The accused (Pat Hegarty) in this case was the manager of an oil company (Fate Park Ltd). Hegarty was charged with two charges under section 3(4)(a) of the Competition (Amendment) Act 1996 (the "1996 Act"). Section 3(4)(a) of the 1996 Act provided that:"Where an offence under section 2 of this Act has been committed by an undertaking and the doing of the acts that constituted the offence has been authorised, or consented to, by a person, being a director, manager, or other similar officer of the undertaking, or a person who purports to act in any such capacity, that person as well as the undertaking shall be guilty of an offence and shall be liable to be proceeded against and punished as if he or she were guilty of the first-mentioned offence."Hegarty's legal counsel sought to have the charges rejected as invalid on the basis that in order for Hegarty to be found guilty, Fate Park Ltd must first have committed the crime of price fixing under section 2 Competition Act 1991. The Director of Public Prosecutions (the "DPP") accepted "the contingency as an ingredient of the offence", but argued that Fate Park Ltd's having engaged in price fixing could be shown without the need for a formal conviction. In the Circuit Court, Judge Groarke rejected the DPP's argument. However, the judge agreed to raise two questions with the Supreme Court: "Where an individual is prosecuted pursuant to s. 3(4)(a) of the Competition Act 1996:

(a) whether an adjudication as to whether the relevant undertaking has committed an offence can be undertaken when no prosecution has been initiated against the undertaking, and

(b) whether it is necessary that the undertaking be convicted of the offence before the individual can be convicted."
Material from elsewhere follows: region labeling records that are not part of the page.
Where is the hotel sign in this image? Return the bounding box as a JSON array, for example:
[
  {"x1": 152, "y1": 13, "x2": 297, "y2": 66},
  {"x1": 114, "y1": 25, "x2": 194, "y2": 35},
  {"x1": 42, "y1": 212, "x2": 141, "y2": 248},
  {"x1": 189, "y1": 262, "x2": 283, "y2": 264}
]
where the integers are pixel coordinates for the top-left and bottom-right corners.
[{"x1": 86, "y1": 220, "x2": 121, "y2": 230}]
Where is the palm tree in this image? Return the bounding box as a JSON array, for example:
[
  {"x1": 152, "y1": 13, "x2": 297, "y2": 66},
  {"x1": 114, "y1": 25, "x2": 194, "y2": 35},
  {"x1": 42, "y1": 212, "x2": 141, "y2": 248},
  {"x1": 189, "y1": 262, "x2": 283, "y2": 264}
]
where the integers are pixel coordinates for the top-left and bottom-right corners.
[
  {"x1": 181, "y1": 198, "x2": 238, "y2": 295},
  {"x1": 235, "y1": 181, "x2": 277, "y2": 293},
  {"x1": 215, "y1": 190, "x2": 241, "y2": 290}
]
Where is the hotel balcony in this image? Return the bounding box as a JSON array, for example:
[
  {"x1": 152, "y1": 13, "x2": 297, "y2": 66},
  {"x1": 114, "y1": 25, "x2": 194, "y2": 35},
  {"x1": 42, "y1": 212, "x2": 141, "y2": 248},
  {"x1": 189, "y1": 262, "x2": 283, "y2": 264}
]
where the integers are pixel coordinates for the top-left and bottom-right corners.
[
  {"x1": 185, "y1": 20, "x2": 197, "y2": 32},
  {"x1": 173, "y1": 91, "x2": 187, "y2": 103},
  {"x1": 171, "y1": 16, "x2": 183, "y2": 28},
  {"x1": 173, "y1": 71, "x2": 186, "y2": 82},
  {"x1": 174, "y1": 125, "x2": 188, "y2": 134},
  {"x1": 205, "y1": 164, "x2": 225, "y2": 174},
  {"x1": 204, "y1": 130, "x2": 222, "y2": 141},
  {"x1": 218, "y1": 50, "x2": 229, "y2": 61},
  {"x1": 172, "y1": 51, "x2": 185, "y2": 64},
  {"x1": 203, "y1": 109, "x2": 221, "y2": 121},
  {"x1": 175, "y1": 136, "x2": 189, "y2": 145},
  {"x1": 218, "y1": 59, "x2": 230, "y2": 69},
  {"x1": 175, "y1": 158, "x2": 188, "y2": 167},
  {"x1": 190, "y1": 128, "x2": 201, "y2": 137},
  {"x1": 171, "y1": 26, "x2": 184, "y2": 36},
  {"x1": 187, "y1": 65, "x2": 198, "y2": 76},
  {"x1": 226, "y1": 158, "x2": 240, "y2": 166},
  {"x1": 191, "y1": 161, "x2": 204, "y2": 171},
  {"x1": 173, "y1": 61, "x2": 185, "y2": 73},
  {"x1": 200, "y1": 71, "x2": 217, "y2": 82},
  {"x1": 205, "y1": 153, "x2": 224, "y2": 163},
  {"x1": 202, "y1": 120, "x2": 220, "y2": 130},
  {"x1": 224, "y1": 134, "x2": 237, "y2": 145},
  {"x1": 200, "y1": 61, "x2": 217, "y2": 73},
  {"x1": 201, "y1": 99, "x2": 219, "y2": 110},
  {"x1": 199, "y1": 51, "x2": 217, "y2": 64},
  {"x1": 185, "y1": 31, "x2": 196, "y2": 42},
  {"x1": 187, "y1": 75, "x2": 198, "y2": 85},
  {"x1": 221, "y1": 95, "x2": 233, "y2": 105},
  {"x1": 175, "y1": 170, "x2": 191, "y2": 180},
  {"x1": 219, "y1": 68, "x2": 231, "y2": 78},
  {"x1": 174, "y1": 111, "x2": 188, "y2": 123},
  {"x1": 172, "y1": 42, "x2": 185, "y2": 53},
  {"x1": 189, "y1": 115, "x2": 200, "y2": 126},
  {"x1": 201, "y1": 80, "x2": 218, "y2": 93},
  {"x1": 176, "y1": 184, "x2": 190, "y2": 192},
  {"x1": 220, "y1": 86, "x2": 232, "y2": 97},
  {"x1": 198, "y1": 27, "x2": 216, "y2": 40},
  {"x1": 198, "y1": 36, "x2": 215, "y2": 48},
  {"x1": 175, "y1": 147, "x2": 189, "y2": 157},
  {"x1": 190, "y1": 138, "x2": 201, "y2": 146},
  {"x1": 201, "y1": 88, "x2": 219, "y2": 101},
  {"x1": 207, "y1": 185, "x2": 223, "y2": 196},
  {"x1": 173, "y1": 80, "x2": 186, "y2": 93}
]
== Holding of the Supreme Court ==
McKechnie J delivered the only written judgment for the Supreme Court (with which the other judges agreed).

The Supreme Court noted that pursuant to section 3(4)(a) 1996 Act, "where an offence under s. 2 of this Act has been committed by an undertaking…” and the acts that constituted the offence in question were "authorised, or consented to, by a person, being a director, manager, or other similar officer of the undertaking, or a person who purports to act in any such capacity", that person will be guilty of an offence and prosecuted as if he / she was guilty of the section 2 1996 Act offence. The court went on to note that as section 3(4)(a) 1996 Act created a criminal offence, it had to be "strictly construed". The court noted, however that "[t]hat provision ... must be viewed and its true meaning ascertained by reference to its immediate context, properly derived from the scheme of the Act, or more accurately from that part of the Act which criminalised behaviour previously not so declared." Examining the wording of the 1996 Act, therefore, the court concluded that the undertaking referred to in section 3(4)(a) 1996 Act must have committed a section 2 offence, but that such undertaking did not have to have been convicted of such an offence in order for an individual referred to in section 3(4)(a) 1996 Act to be found guilty of the offence. As the court noted: “[t]here is no reference to a conviction and in my view there is no interpretative basis for importing into the provision such a condition”. It was, therefore, an essential ingredient of the offence relating to the individual that the undertaking itself must have been found to have committed the offence, but this could be established on the facts by the jury during the trial for the prosecution of the individual. McKechnie J. noted that the employer undertaking itself would, if subsequently tried, be entitled to all appropriate rights and safeguards and could challenge any evidence, including that relied upon to support any finding in the earlier proceedings.

In consequence, the court answered the questions posed in the case stated as follows: (a) yes; (b) no.

Following the Supreme Court decision, the case returned the Circuit Court. Here, Mr Hegarty was convicted by a unanimous jury verdict. He was fined €30,000 and handed a (suspended) two-year sentence.

DPP v Hegarty formulated the definition of “director, manager or other similar officer”, with strict employment of the terms “director, manager or other similar officer” with little guidance offered on the definition of “manager or other similar officer”.